Evidence of meeting #56 for Health in the 39th Parliament, 1st Session. (The original version is on Parliament’s site, as are the minutes.) The winning word was process.

A recording is available from Parliament.

On the agenda

MPs speaking

Also speaking

Steve Morgan  Assistant Professor, Centre for Health Services and Policy Research, University of British Columbia
Devidas Menon  Professor, School of Public Health, University of Alberta
Jean-Claude St-Onge  Author and Professor at Lionel-Groulx College, As an Individual

4:40 p.m.

Conservative

Patricia Davidson Conservative Sarnia—Lambton, ON

Thank you, Mr. Chairman.

Thank you very much for your presentation today. We've heard some things that I don't think I've heard before.
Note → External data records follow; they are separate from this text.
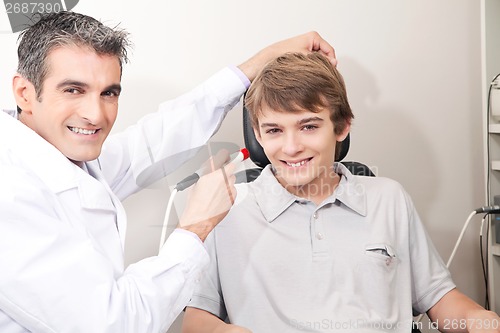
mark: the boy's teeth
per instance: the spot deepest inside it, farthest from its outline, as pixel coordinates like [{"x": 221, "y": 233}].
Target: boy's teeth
[
  {"x": 296, "y": 164},
  {"x": 82, "y": 131}
]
Dr. Morgan, I'm going to direct my comments to you first. You said in your presentation that the CDR has rapidly become a respected peer among review processes on the global stage. It's something I don't think I've heard before from the presenters we've had.

We're heard there's non-accountability, duplication, and no transparency. It's focused on cost containment rather than benefit. There's a lack of an appeal process. But in all fairness, they're not comparing it to the global stage. Could you make some comments in reference to that? Why is it looked at so much differently globally than it is internally?

4:40 p.m.

Assistant Professor, Centre for Health Services and Policy Research, University of British Columbia

Dr. Steve Morgan

I think you've probably heard from industry and its various representatives with those comments. They would say that about any process that reviews medicines to make transparent, evidence-based coverage decisions.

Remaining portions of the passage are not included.